The humour is often in the text. The coasters for the coffee cups are hand-crafted and bear the legend, “Keep the cup here, leave behind your mark, thanks”. A cartoon depicts what looks like a person carrying a guitar and a jhola from behind and carries the line, “The travelling people’s MLA”.

Dey doesn’t know how much his shop, which runs from six in the evening till eleven, earns. He is up at four o’clock in the morning and from daybreak is out in the nearby Bagha Jatin market where he vends tea on foot till 11 am. (“The best time to talk with me is after 11 pm.”) These two businesses enable him to look after his small family of wife, 22-year-old daughter and aged mother who spends time with her children’s families by turn.

The shop cruises along merrily as customers who chance upon it take pictures of it and post them on Facebook. This spreads the good word around and new customers keep trickling in to come and see for themselves this unique creation. The art college students were impressed in particular by the illustration that adorns the small paper cups in which coffee is served.

The idea came from his daughter who is pursuing a course in media science. Customers are so impressed with these that after downing the coffee they take home the cups, show them to friends who come themselves to sip the mundane instant coffee in a unique visual atmosphere.   
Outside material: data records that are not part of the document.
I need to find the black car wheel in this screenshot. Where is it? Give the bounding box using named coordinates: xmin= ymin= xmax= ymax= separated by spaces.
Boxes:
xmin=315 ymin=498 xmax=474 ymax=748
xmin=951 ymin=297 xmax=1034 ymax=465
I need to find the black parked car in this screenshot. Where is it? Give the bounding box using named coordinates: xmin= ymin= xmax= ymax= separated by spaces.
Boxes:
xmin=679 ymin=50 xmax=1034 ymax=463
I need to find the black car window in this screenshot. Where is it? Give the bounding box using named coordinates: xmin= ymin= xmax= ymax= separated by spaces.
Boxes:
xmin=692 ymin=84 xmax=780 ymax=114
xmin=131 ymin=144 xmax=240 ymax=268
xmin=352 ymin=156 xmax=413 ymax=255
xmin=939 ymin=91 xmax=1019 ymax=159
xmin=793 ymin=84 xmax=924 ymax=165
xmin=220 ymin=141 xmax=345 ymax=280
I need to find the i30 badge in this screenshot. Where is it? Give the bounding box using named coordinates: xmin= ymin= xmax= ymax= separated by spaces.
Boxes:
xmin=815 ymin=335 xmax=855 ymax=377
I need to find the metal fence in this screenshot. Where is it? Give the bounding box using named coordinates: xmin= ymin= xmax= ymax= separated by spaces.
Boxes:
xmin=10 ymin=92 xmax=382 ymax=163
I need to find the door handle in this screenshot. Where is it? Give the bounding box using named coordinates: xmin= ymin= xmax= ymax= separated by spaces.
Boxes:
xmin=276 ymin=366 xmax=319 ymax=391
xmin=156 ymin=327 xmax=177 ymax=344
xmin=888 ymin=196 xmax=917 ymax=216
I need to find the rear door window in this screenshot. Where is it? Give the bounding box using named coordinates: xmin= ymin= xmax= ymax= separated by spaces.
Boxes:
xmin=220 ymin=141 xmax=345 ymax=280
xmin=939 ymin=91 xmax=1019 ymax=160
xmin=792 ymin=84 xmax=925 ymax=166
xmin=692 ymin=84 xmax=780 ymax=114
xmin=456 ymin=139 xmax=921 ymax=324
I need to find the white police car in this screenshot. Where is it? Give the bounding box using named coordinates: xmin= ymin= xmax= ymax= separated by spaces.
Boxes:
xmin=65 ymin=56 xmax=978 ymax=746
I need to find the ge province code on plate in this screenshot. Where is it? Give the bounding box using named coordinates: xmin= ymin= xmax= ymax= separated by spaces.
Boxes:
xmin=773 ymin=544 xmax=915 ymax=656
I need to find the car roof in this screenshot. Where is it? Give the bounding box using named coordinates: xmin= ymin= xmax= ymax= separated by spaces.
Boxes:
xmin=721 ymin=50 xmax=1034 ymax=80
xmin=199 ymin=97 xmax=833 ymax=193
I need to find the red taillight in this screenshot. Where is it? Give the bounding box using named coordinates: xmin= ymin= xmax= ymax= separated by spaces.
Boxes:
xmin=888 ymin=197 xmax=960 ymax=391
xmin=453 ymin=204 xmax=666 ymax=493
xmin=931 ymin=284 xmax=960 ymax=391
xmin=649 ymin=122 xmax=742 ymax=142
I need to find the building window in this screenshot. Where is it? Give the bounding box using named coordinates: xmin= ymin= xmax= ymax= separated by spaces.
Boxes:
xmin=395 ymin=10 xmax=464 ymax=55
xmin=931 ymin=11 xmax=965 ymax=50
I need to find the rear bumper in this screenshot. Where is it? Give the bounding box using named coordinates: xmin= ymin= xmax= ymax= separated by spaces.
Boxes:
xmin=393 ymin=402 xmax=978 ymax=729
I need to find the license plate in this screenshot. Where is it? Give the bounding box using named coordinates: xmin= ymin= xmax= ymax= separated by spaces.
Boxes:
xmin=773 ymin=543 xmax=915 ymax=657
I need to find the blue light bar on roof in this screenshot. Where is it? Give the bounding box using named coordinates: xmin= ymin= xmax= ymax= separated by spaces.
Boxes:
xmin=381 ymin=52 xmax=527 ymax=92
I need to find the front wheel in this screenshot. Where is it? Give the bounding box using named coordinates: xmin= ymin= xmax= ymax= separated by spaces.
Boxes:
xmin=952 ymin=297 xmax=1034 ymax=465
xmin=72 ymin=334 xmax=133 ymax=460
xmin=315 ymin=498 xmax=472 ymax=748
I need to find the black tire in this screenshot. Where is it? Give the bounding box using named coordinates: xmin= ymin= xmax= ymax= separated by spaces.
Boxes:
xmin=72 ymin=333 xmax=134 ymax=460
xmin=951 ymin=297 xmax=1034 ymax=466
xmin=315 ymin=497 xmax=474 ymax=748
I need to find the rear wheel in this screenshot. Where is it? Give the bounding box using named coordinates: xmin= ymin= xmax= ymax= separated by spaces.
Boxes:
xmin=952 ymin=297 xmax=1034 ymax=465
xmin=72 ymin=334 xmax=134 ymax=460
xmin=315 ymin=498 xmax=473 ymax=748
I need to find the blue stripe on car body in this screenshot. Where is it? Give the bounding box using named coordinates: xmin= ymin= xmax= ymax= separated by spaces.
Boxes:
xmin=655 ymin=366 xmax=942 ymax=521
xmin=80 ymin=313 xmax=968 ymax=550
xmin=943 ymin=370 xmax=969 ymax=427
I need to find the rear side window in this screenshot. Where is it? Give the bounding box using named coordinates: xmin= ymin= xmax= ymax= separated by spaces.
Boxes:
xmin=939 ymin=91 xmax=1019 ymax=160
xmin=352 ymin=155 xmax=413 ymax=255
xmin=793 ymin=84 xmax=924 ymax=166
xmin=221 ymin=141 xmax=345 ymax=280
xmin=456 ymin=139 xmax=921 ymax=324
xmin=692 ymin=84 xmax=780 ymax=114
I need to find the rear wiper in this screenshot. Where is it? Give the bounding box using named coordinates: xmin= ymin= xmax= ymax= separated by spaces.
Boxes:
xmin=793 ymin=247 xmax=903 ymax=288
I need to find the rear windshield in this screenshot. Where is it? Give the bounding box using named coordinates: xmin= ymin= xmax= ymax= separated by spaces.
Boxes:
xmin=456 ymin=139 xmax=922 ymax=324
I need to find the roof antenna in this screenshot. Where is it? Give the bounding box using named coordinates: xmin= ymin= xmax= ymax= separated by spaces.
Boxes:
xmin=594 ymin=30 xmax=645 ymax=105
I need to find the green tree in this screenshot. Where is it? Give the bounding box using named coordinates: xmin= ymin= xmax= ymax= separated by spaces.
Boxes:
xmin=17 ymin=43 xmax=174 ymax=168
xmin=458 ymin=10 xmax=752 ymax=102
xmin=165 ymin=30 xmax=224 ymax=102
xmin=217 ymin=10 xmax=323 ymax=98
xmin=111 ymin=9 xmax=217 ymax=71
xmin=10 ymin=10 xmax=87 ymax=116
Lack of academic credentials has not prevented Dey from earning formal recognition. Till around 2016 he used to put up a stall in the city’s famous annual book fair and also the one for handicrafts. There is a certificate of commendation from an edition of the latter.

The clientele Dey draws is distinctive. While I am there one of them says that he comes because of the ambience that the posters hanging all around create. Dey’s small talk with customers is also distinctive. He asks a teenage couple whether it is their pre-Valentine’s Day outing. They all laugh and admit that till a few years ago they didn’t know that there was such a day. Two other customers hug each other. A customer says he comes to the stall because it brings peace to his eyes and his mind.

One customer is a lady working for a leading insurance company who has come despite a back ailment which makes it difficult for her to walk more than a few paces at a time. Another customer simply declares he comes “because he is an artist”.

People mill around the stall curiously because of the ambience that the artwork creates

It is perhaps natural that in the hour that I spend at the stall, usurping the single plastic stool there, the customers are all invariably polite and soft-spoken. And none of them is rolling in cash. One couple asks for a small cup of black coffee and shares it. After I have had my coffee and biscuit I am told the bill comes to a paltry Rs 23. I wonder why he is taking a bit of time to return the change. Eventually, when he does, I realize he had been going through all that was there in his little cash box to extract change worth `7. He is not the sort to say, as so many stall owners do, "no change."

Kolkata is known for its public display of art which has been made famous by media stories that have reported in detail on the art work of Durga Puja pandals and the murals depicting well-known themes. Illustrations by Satyajit Ray for father Sukumar Ray’s classic Abol Tabol (Nonsense Rhymes) attracted wide attention.  If that is the public display of high art, Dey represents the grassroots from which the aesthetics springs. The two make up an organic whole, making the artistic and aesthetic sense a living tradition that is passed on from generation to generation.